You are given two arrays: an array $$$a$$$ consisting of $$$n$$$ zeros and an array $$$b$$$ consisting of $$$n$$$ integers.

You can apply the following operation to the array $$$a$$$ an arbitrary number of times: choose some subsegment of $$$a$$$ of length $$$k$$$ and add the arithmetic progression $$$1, 2, \ldots, k$$$ to this subsegment — i. e. add $$$1$$$ to the first element of the subsegment, $$$2$$$ to the second element, and so on. The chosen subsegment should be inside the borders of the array $$$a$$$ (i.e., if the left border of the chosen subsegment is $$$l$$$, then the condition $$$1 \le l \le l + k - 1 \le n$$$ should be satisfied).

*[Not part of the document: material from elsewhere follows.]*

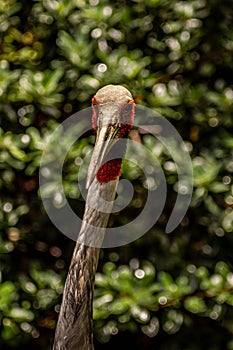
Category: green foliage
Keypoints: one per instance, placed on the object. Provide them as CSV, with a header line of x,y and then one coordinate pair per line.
x,y
176,58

Note that the progression added is always $$$1, 2, \ldots, k$$$ but not the $$$k, k - 1, \ldots, 1$$$ or anything else (i.e., the leftmost element of the subsegment always increases by $$$1$$$, the second element always increases by $$$2$$$ and so on).

Your task is to find the minimum possible number of operations required to satisfy the condition $$$a_i \ge b_i$$$ for each $$$i$$$ from $$$1$$$ to $$$n$$$. Note that the condition $$$a_i \ge b_i$$$ should be satisfied for all elements at once.